Minjun stared at the message. He typed: Who is this? Where is he?No reply.

He read it again and again. Something inside him sparked — anger cutting through the exhaustion like a blade. He knew who it had to be.

He pulled himself to his feet, legs trembling. He knew where he had to go — one last place. A rooftop that wasn't their rooftop, but the only other place Jiwoo might run to when the world burned too bright.

The old apartment where Jiwoo's cousin used to crash — an ancient walk-up in a neighborhood being chewed up by new construction. Minjun had been there once, months ago, when Jiwoo dragged him up narrow stairs to a half-finished roof garden that was really just three broken chairs and an ashtray full of bottle caps.

Minjun sprinted through the empty streets, past sleeping shops and shuttered stalls. His bag bounced against his back with every step.

When he reached the building, dawn was clawing at the sky again. He pushed through the busted stairwell door and climbed. Two steps at a time.

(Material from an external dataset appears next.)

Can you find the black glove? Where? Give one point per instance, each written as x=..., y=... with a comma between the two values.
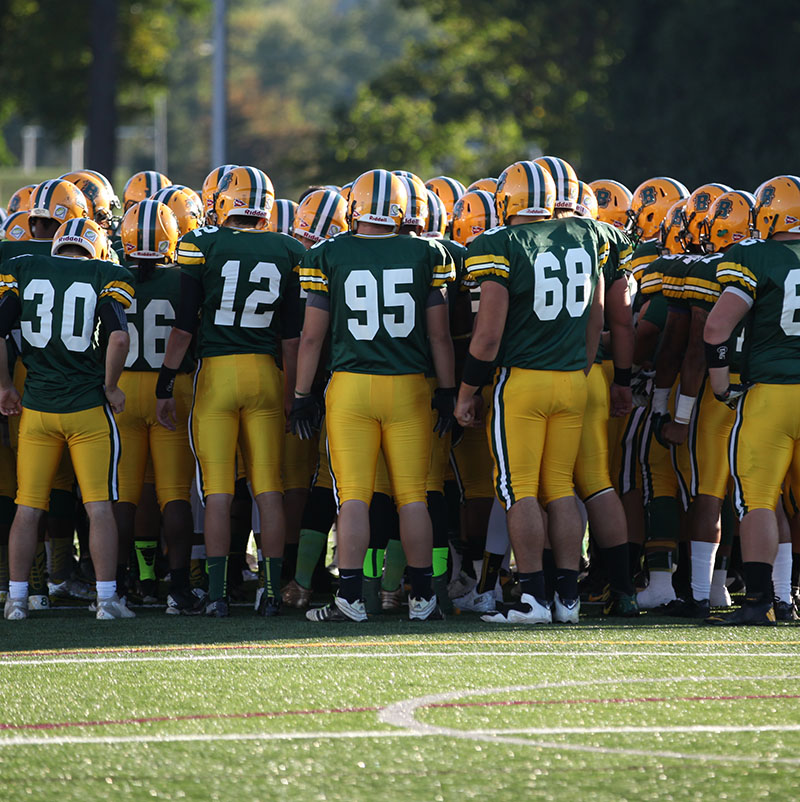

Breath burning his throat raw.

At the top, he slammed the roof door open.

And there he was.

Jiwoo sat alone on the concrete ledge, battered guitar across his knees. Hoodie pulled up, eyes half-shut against the wind. He looked thinner, older, like the city had scraped pieces off him in the weeks they'd been apart.

He didn't look surprised to see Minjun. He just strummed a chord — a single note that wavered in the cold dawn air.

"You're late, Rooftop Boy," Jiwoo said, voice rough. "I've been up here all night."

Minjun stepped forward, chest aching. "I looked everywhere."

Jiwoo's eyes flicked to him, tired but still sharp. "Why? You got what you wanted, didn't you?"

Minjun shook his head. He dropped his bag at Jiwoo's feet, the contract he'd torn up stuffed inside. "Not without you."

Jiwoo stared at the bag, then at Minjun — like he didn't dare believe it. "You really threw it away?"

Minjun's voice cracked. "I'd throw it away a thousand times if it meant you'd come back."

They stood like that, the sunrise creeping up behind them — two silhouettes on a battered rooftop, guitar strings humming between them like a heartbeat.

Minjun stepped closer. Jiwoo didn't move away.